# Binary Behaviour Dataset

This feature is part of the MLDB Pro Plugin and so can only be used in compliance with the trial license unless a commercial license has been purchased

The Behaviour Dataset is used to store pure binary behavioural data. It can only store the value 1, but is extremely efficient for working with lots of rows and columns. It records timestamps with a resolution of one second.

It can be memory mapped, which allows it to work with data that is larger than memory.

It is designed for the following situations:

• Datasets with up to hundreds of millions of rows.
• Datasets with up to millions of columns.
• For datasets where there are a lot more rows than columns. For example, when rows represent users and columns represent things that they have done.
• Very sparse data, with a density factor of less than one percent.
• To store discrete values, not continuous values. For example if you need to record purchase price, put it in a price bucket rather than recording the actual price.

It stores its data in a binary file format, normally with an extension of .beh, which is specified by the dataFileUrl parameter. This file format is allows full random access to both the matrix and its inverse and is very efficient in memory usage.

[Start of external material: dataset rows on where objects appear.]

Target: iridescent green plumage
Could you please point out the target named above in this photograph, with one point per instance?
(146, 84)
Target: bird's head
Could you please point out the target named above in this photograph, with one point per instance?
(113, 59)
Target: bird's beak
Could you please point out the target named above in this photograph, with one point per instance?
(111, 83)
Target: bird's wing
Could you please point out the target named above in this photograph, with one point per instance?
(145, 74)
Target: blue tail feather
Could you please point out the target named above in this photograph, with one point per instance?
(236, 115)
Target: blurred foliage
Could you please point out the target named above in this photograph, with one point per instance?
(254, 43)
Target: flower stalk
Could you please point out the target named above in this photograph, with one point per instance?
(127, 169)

This dataset type is read-only, in other words it can only load up datasets that were previously written from a legacy system.

## Configuration

A new dataset of type beh.binary named <id> can be created as follows:

mldb.put("/v1/datasets/"+<id>, {
"type": "beh.binary",
"params": {
"dataFileUrl": <Url>
}
})

with the following key-value definitions for params:

Field, Type, DefaultDescription

dataFileUrl
Url

URL of the data file (with extension '.beh') from which to load the dataset.

## Routes

The binary behaviour dataset exposes a saves route, which allows the dataset to be saved to a given artifact URL. This route has one single parameter passed in the JSON body: dataFileUrl which is the URL of where the artifact (.beh file) should be saved.